Themes are available in MIUI for Poco and you can opt for the default MIUI look from the Theme Store.
MIUI v9 also offers a Security app. It can scan your phone for malware, manage your blacklist, manage or restrict your data usage, configure battery behavior, and free up some RAM. It can also manage the permissions of your installed apps and allows you to define the battery behavior of selected apps and applies restrictions only to the apps you choose.
MIUI also offers proprietary Gallery, Music, and Video player, and File manager. FM radio is available, too.
One of the Pocophone's major objectives is to be the Master of Speed ('Flagship Killer' was already taken we guess). And the best way to claim that title is to offer the most current Snapdragon chipset on the cheap, cheaper than the OnePlus 6. Indeed, the Pocophone F1 employs the latest Snapdragon 845 and is available with 6 or 8 gigs of RAM depending on your needs (and wallet).
Integrating the S845 SoC is easy but making it work well - not so much. We've encountered many phones that throttle the performance after a while to prevent the internals from overheating. This won't be very appropriate for a Master of Speed, would it?

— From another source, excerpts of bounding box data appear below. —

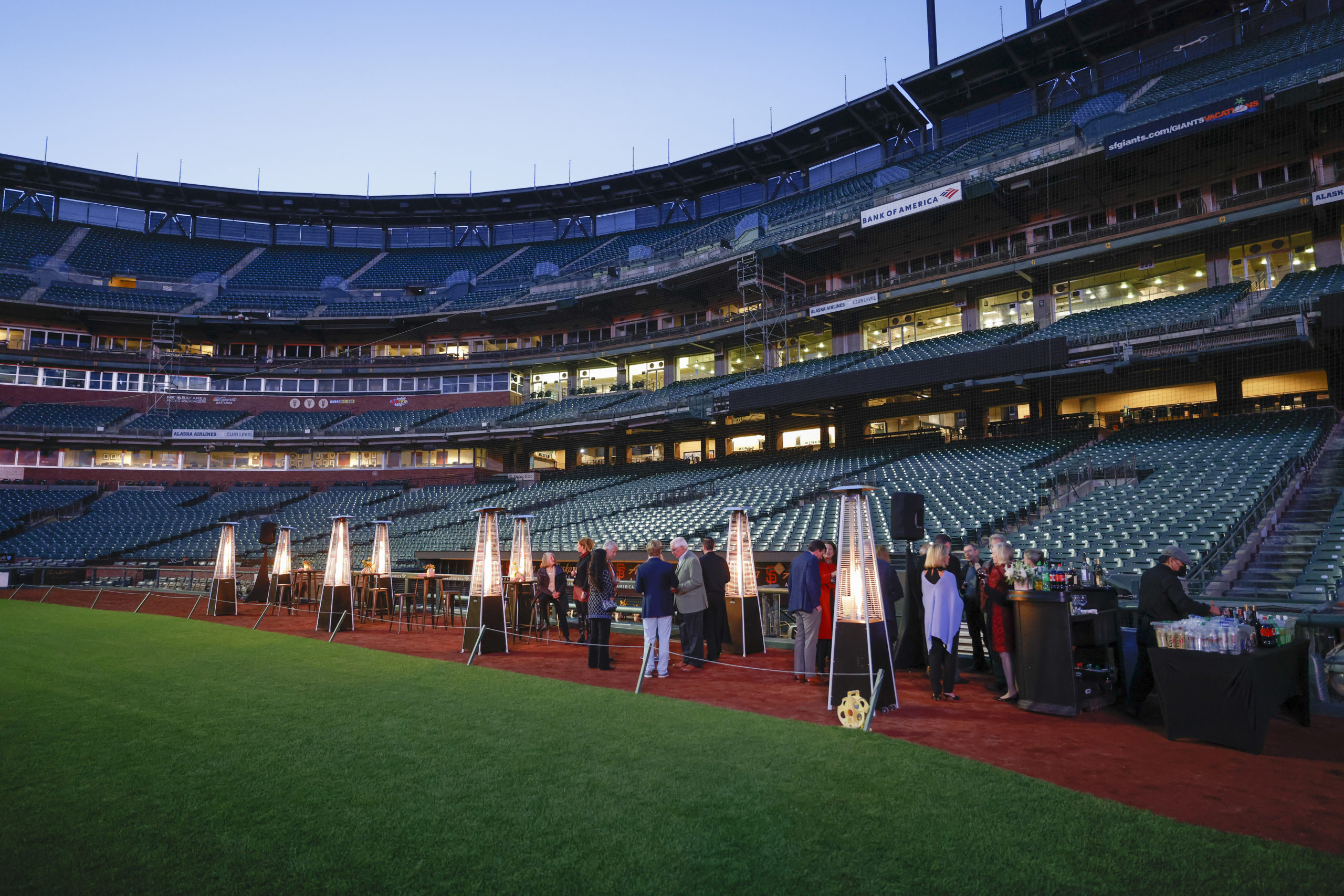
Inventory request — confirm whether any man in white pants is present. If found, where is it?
[634,539,676,678]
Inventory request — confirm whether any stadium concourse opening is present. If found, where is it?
[0,0,1344,891]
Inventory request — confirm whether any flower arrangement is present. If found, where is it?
[1006,560,1039,591]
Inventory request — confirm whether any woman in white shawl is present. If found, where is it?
[919,541,961,700]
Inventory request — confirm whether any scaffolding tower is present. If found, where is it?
[738,252,804,371]
[151,317,182,419]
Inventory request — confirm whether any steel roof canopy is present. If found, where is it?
[900,0,1228,117]
[0,85,926,227]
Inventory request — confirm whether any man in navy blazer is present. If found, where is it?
[789,539,826,685]
[634,539,676,678]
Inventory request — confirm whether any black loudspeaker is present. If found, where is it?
[891,492,923,541]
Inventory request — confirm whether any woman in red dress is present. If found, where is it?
[980,541,1017,702]
[817,541,836,676]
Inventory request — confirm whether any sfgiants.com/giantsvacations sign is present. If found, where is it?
[863,180,964,227]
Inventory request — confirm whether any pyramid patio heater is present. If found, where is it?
[364,520,392,631]
[270,525,295,613]
[463,507,508,653]
[317,516,355,633]
[206,523,238,617]
[724,508,765,657]
[508,513,542,636]
[826,485,897,712]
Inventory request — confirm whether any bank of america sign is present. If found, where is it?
[863,180,965,227]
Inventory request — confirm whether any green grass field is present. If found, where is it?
[0,602,1344,894]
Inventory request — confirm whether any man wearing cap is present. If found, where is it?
[1125,544,1223,718]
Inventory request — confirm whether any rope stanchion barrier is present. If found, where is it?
[466,626,485,665]
[632,641,653,693]
[863,669,887,731]
[327,610,355,644]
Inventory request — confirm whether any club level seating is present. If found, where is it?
[484,239,601,281]
[327,408,447,433]
[69,224,253,278]
[1259,265,1344,314]
[1285,494,1344,600]
[0,486,97,529]
[1013,411,1330,575]
[614,373,755,416]
[849,324,1031,371]
[444,291,527,312]
[121,408,247,433]
[0,486,308,559]
[236,411,348,435]
[40,283,197,313]
[508,392,631,426]
[0,273,32,298]
[1022,283,1250,345]
[0,212,75,267]
[196,293,322,317]
[322,296,442,317]
[352,246,519,289]
[0,403,136,431]
[228,246,377,289]
[729,348,876,391]
[1130,15,1344,109]
[418,402,547,433]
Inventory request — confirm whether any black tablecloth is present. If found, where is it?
[1148,641,1310,752]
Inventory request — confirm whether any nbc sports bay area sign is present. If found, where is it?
[862,180,964,227]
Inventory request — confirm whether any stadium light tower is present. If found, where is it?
[724,508,765,657]
[463,507,508,653]
[317,516,355,633]
[206,523,238,617]
[826,485,897,711]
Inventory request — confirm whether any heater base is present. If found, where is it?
[206,579,238,617]
[727,596,765,657]
[826,622,897,711]
[463,594,508,653]
[317,584,355,631]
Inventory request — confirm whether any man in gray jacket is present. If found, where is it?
[672,539,710,672]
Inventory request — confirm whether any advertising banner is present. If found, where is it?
[863,180,964,227]
[1106,87,1265,159]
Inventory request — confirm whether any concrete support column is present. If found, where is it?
[1204,248,1233,286]
[961,304,980,333]
[967,392,989,439]
[831,312,863,355]
[1031,286,1055,329]
[1312,206,1344,269]
[1214,370,1242,416]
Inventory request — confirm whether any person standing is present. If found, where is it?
[700,537,732,662]
[933,532,961,583]
[573,536,594,642]
[1125,544,1223,719]
[922,540,962,700]
[574,539,615,672]
[980,541,1017,702]
[878,541,933,669]
[961,544,989,672]
[536,551,571,644]
[672,537,708,672]
[817,541,836,677]
[789,539,826,685]
[634,539,677,678]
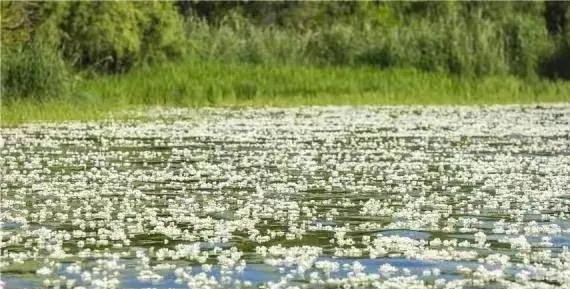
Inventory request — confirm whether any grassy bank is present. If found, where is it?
[1,61,570,126]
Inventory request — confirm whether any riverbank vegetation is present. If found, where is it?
[1,1,570,123]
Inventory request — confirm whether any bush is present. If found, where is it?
[60,1,184,73]
[1,43,68,100]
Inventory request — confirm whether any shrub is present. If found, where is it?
[1,43,68,100]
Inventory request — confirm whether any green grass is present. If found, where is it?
[1,61,570,126]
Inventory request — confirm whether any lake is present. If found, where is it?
[0,105,570,289]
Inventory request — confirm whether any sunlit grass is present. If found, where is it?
[2,61,570,126]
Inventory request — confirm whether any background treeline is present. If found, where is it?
[1,1,570,98]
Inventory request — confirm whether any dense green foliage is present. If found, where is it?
[1,43,70,100]
[1,1,570,104]
[0,60,570,125]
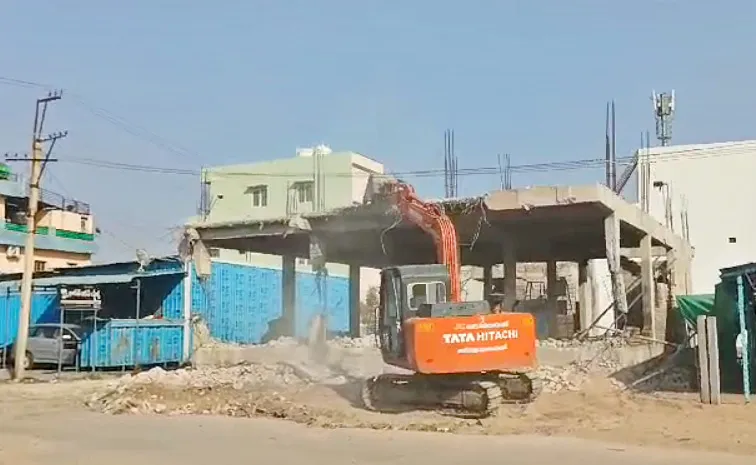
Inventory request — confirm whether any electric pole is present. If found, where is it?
[8,92,68,380]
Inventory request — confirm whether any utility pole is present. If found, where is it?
[8,92,68,380]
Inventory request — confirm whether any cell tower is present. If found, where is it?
[651,90,675,147]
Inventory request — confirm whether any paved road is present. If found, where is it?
[0,411,754,465]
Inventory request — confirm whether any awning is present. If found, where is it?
[0,269,184,287]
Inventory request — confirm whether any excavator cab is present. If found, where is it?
[377,264,490,369]
[376,265,449,366]
[362,180,538,417]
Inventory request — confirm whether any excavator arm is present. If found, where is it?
[390,181,462,302]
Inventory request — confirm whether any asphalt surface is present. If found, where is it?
[0,410,754,465]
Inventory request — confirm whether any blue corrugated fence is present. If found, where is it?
[0,287,60,347]
[80,320,184,368]
[192,262,349,344]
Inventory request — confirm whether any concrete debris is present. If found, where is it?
[261,336,299,347]
[117,364,303,390]
[328,334,377,349]
[536,336,628,349]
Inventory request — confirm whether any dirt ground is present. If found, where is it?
[0,370,756,456]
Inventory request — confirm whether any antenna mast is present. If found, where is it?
[651,90,675,147]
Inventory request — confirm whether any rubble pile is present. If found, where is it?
[328,334,377,349]
[536,336,629,349]
[87,364,314,416]
[124,364,302,388]
[532,338,627,393]
[634,366,697,392]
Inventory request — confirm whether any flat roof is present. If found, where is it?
[190,184,690,267]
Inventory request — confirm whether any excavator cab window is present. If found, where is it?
[407,282,446,312]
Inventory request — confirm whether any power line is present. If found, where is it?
[60,142,756,178]
[0,76,756,184]
[0,76,200,162]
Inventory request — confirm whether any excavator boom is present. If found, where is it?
[362,177,539,417]
[392,183,462,302]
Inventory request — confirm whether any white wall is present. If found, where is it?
[639,141,756,294]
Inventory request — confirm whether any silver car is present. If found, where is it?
[6,323,82,369]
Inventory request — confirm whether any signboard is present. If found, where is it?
[60,287,102,308]
[441,321,520,354]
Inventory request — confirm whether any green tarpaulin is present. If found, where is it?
[677,294,714,328]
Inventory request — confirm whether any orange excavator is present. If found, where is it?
[362,180,540,418]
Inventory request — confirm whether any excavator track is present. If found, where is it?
[362,373,537,419]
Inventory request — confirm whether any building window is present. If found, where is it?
[294,181,313,203]
[247,186,268,208]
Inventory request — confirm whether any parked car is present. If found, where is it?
[7,323,82,369]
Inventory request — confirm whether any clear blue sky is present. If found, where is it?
[0,0,756,260]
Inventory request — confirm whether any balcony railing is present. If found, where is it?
[5,222,95,241]
[39,189,92,215]
[0,169,92,215]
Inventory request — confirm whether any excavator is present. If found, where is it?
[362,179,540,418]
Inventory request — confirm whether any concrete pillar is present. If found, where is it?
[349,265,360,337]
[604,213,627,315]
[181,258,194,362]
[641,234,652,338]
[576,260,594,331]
[546,260,559,337]
[279,255,297,336]
[483,265,493,300]
[502,237,517,310]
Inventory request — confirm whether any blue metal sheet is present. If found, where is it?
[80,320,184,368]
[296,273,349,337]
[0,289,60,347]
[191,262,349,344]
[1,270,184,287]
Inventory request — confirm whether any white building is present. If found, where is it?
[638,140,756,294]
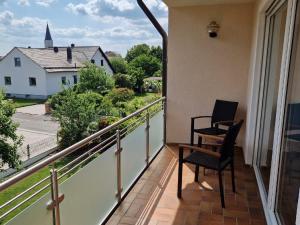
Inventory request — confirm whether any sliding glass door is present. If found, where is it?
[256,2,287,194]
[275,3,300,225]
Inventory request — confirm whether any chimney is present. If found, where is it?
[67,47,72,61]
[53,47,58,53]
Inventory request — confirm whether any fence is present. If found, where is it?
[0,98,165,225]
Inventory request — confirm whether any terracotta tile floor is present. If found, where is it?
[107,146,266,225]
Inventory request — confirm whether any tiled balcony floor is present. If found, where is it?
[107,146,266,225]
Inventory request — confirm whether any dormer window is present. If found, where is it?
[15,57,21,67]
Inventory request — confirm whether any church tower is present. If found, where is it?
[44,23,53,48]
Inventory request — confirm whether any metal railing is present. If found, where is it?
[0,97,165,225]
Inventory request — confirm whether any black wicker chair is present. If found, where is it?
[190,100,239,147]
[177,120,244,208]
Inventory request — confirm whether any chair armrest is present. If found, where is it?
[198,134,225,142]
[191,116,211,120]
[214,120,236,126]
[179,145,221,158]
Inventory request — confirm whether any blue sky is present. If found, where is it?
[0,0,168,55]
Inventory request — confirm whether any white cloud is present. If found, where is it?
[66,0,100,16]
[0,10,14,25]
[18,0,30,6]
[144,0,168,11]
[104,0,135,12]
[35,0,56,7]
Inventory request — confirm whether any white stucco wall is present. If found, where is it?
[167,3,254,150]
[92,50,113,75]
[0,48,47,98]
[46,72,79,95]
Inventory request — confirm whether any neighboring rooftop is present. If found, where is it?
[17,46,115,73]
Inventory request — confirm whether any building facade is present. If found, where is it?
[0,25,114,99]
[165,0,300,225]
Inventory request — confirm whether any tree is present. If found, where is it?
[150,46,163,62]
[129,54,161,77]
[128,67,145,93]
[125,44,150,63]
[77,63,114,94]
[0,91,23,168]
[114,74,135,89]
[53,89,103,148]
[110,57,127,74]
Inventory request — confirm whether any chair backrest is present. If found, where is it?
[220,120,244,161]
[211,99,239,125]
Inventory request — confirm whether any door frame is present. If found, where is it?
[253,0,300,225]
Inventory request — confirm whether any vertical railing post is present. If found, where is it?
[146,111,150,166]
[50,169,61,225]
[26,144,30,159]
[116,130,123,202]
[162,99,167,145]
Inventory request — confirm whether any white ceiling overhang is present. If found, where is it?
[163,0,255,7]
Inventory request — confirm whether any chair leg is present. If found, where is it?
[177,149,183,198]
[230,161,235,192]
[194,165,200,182]
[218,170,225,208]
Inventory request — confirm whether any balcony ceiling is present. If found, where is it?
[163,0,256,7]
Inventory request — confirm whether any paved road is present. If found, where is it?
[13,112,59,135]
[13,105,59,161]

It seems Xiaomi was serious with that slogan, as it has opted for a high-end cooling solution for the Poco F1. There is a vapor chamber with a think copper pipe running along the surface of the most important chips inside the F1. When the processor gets hot, the liquid in the chamber evaporates and moves to the cooler end of the pipe where it recondenses into liquid transferring the processor heat in the process. This should keep the temperature in check and helps the phone provide a sustained level of performance. So, the Pocophone might be affordable, but it's still a proper flagship on the inside.
Well, we guess Xiaomi didn't have much choice though, as the phone is all-plastic, there is not even a metal frame to help dissipate heat. So, the copper pipe cooling was probably a must-have for the F1 anyway.
Now, it's benchmark time! In the single-core test, the Pocophone F1 scored in line with its S845 peers. The Kryo 385 core is among the top performers on the market right now, bested only Samsung's Mongoose M3 and Apple's Monsoon.
Higher is better
In the multi-core test the Poco F1 once again posted a number similar to its S845 fellows' scores.
Higher is better
The Adreno 630 GPU, just like the CPU, is also among the best mobile GPUs right now, handling everything effortlessly even when running on 1080p, or even 1440p screens.
Higher is better
Antutu is among the more popular tests as a single tell-all number, and in our testing the Pocophone F1 score is the same as the OnePlus 6's and among the best so far.
Higher is better
We can only praise the Pocophone F1 for its great, sustained performance. MIUI is well optimized and doesn't bog down Android since it is lean and smooth. Running a benchmark repeatedly doesn't slow the phone at all.
The Poco F1 equipped with the fastest chip available today, runs smooth and lag-free, the interface is snappy, and there is no throttling and overheating. Great job, Xiaomi!